The Riverside County Board of Supervisors will consider a proposal Tuesday to impose fines on individuals and businesses using fire, burglar and other alarms that are repeatedly triggered in unincorporated communities without justification, tying up first responders.
The proposed “False Alarm Ordinance” will be reviewed as part of the board's final agenda for 2020.
The measure has been discussed in previous years, but the board never reached the point of actually voting to enact it. The proposed ordinance is a result of lengthy research by the county Sheriff's and Fire departments, as well as the Office of County Counsel, according to documents posted to the board's policy agenda.
“False alarms consume public safety resources and can increase response times for legitimate emergencies,” a statement posted to the agenda reads. “A false alarm ordinance could reduce the number of false alarms and the time spent responding to them.”
The proposal draws from provisions contained in similar ordinances on the books in the cities of Corona, Lake Elsinore, Moreno Valley, Murrieta, Palm Springs and Riverside.
Data compiled for the board showed that in 2016, sheriff's deputies were sent to investigate 15,172 alarm calls in unincorporated communities, and of those, 13,461 -- 88% -- were determined to be false, while 1,674 were canceled before deputies reached the scene. Only 37 alarms were verified as requiring immediate attention, officials said.
The fire department did not provide composite numbers on calls, but noted that in 2017, crews were dispatched to 2,662 false alarms.
Under the proposed ordinance, anytime deputies or firefighters go to a call and determine the alarm to be false, the person or entity whose home or business caused the alarm would receive a written warning. A second call for the same reason would result in a warning that a penalty would be assessed if there is a third call.

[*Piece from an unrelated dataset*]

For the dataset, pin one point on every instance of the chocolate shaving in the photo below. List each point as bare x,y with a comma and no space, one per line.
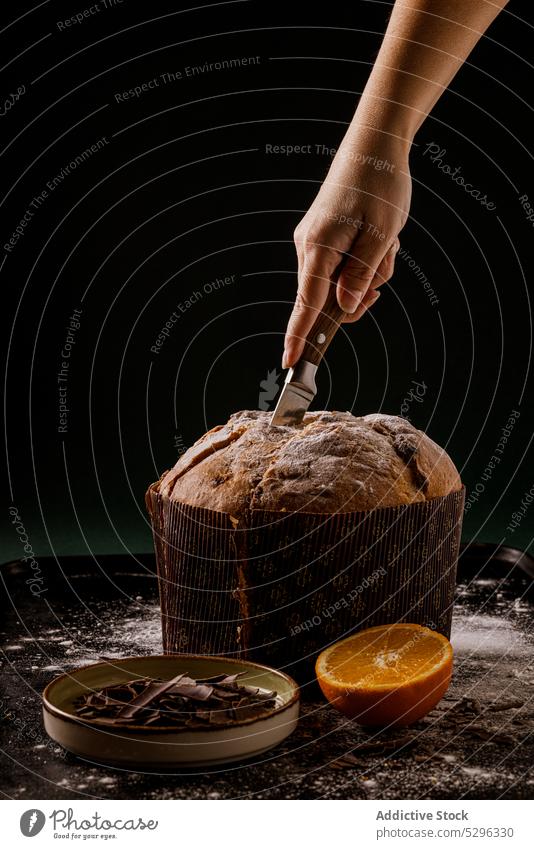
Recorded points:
149,694
181,702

A third false alarm would necessitate a fine of $50. A fourth call would lead to a fine of $100, a fifth call $150, and for every call after that -- $200.
The penalties would be established as part of the county's anti-public nuisance code.
Recipients of fines would be entitled to an appeals process, initially via an “Alarm Appeals Officer,” and after that, the courts.
If an alarm company's faulty system is found to be the cause of the alarms, it, too, could be held liable.
The proposal also specifies that all audible security alarms have an automatic deactivation feature that makes them stop sounding after 15 minutes, and there's a provision mandating that companies make at least two attempts to contact the property owner or alarm user twice before notifying law enforcement of the alarm.
In 1996, the county established an ordinance seeking to fine alarm companies for false alarms, but several providers sued, and the ordinance was nullified. The current proposal has been court-tested thanks to municipalities passing their own regulations, all of which have withstood scrutiny.